Unfortunately, I'm feeling irritable today, so internally I wasn't as patient as I should have been with a certain member, who is very nice and genuine and sincere and caring, but who has a prominent tendency to monologue, almost exclusively about herself. I'm hoping it wasn't obvious that I was annoyed. I know I've got an expressive face. I try to be nice. But you know how most groups/offices/families have one person where, whatever someone else is saying, it inevitably applies to them in some way, which leads to another long story? Kristen Wiig on SNL has perfected this in the character of Penelope, who compulsively one-ups everyone around her (so your dog had puppies? Penelope just gave birth to kittens! you broke your finger? Penelope lost a leg and regrew it in a week...etc.).

Like I said, I try to be nice, but I'm not feeling very tolerant today. Maybe it's the heat. I spent all last week staying with my parents, where there is glorious air-conditioning. My condo reached 80 degrees inside by Monday morning, and 100+ temperatures were predicted for the week, so I called my mother and asked if the open invitation was still good. The dog and I stayed with them until Friday, when it cooled off a little. Not a bad deal: queen-size bed, free cable TV (I watched The Daily Show every night before I went to sleep), warm showers, home-cooked dinners, and well-stocked fridge. Also, I left Sam with them during the day, so he had his own private doggy daycare for the week. I was afraid he would refuse to go home with me again, preferring to stay with the benevolent dispensers of treats and belly rubs, but fortunately dogs are loyal and he hopped right in the car to go home. He's a better person than I am, for sure.
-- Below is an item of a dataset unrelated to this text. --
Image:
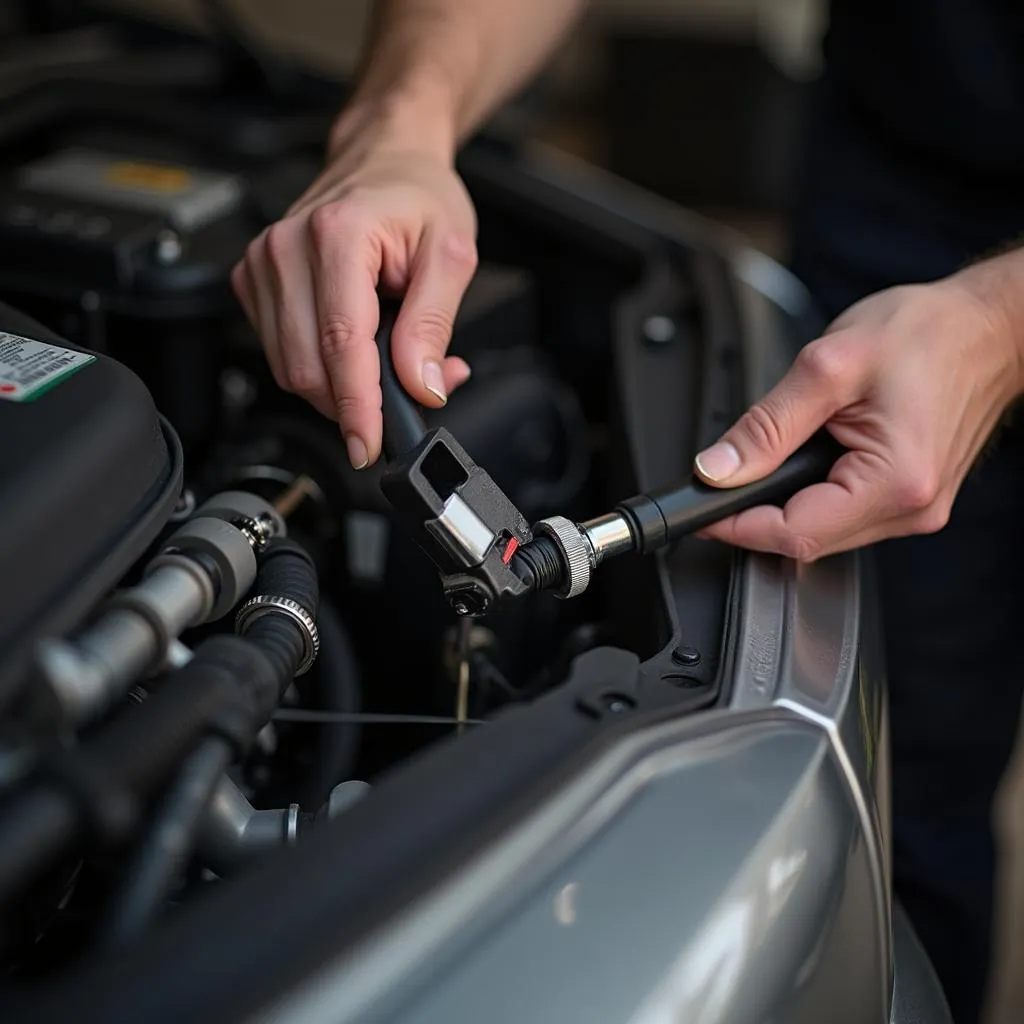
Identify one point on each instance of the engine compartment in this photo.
(604, 354)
Sam's final heartworm test is on August 15. I asked the girl how long it would take to get the results, expecting it to be a day or two--preparing myself for the long wait over the weekend. But she said, "Ten minutes." So on August 15 we'll know, after nearly a year of treatment and waiting and more than a little money, whether it worked.
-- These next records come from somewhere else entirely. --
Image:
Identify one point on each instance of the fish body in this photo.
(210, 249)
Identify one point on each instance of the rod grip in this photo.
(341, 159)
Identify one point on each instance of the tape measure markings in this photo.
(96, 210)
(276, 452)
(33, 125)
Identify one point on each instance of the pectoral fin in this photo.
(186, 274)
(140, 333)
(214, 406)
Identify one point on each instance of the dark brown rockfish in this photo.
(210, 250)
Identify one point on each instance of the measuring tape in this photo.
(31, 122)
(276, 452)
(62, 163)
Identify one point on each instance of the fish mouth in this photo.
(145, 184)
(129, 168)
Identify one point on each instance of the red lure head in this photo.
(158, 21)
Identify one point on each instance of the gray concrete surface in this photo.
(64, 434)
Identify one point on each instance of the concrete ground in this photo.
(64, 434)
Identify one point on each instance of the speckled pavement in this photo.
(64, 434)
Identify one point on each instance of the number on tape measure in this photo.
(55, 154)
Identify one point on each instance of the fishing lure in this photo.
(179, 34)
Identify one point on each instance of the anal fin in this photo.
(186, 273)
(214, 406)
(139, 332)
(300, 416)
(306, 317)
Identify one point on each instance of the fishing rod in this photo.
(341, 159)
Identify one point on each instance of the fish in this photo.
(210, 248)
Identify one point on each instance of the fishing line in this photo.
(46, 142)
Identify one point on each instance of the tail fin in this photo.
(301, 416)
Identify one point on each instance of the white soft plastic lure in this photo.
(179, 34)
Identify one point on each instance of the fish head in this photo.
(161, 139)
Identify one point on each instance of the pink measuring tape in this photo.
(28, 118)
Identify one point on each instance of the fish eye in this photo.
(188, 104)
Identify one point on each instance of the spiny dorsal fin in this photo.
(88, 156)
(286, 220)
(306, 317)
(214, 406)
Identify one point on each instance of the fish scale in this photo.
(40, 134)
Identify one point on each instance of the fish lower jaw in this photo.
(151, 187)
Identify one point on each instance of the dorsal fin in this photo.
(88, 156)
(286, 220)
Work has been a little crazy, too. A new group/team has just been formed, which I was not part of, and then I was, and then I was not, and now I am. I was moving with them to a different floor in the building, and then I wasn't, and then I was, and...well, you get the idea. There are rumors flying around the office about personnel changes, hirings, reorganization, and people are getting pretty squirrelly. I think everything will be fine once the dust settles, but in the meantime, as a lower-level worker and a "work producer" as my boss likes to call it (as opposed to the "non-work producers", aka most--though not all--managers of the world, who merely come up with ideas and pass them off to the producers for execution), I keep getting more things to do, and none of the old work is going away. It's frustrating because I feel like the quality of my work is not as high as it could be, but lately the goal has just been getting things off my desk so I can go on to the next.

I keep reminding myself that I like to be busy, but there's busy and then there's frantic, out-of-control, screaming-on-the-inside, about-to-throw-my-chair-out-a-window-if-someone-gives-me-one-more-thing-to-do-that-they-could-easily-do-themselves-in-two-minutes busy. We're somewhere between the two right now. I try to take deep breaths and not curl in a fetal position under my desk.

But I'm not complaining--I'm employed full-time, I have good benefits, and I'm definitely not bored!

So...how have you been? Thanks for the blog comments. Even though this may seem like an open therapy session/journal entry exclusively for my own benefit, I appreciate knowing you're out there. :-)

Time to go open the windows to cool the house off a little before bedtime.

1 comment:

Unknown said...

I like reading your blog! Keep writing...

What book are you going to choose for your group? I have *finally* decided to get caught up on Harry Potter, which does not qualify as high literature but is an enjoyable break from all my other reading, which is mainly about Palestine and its many woes.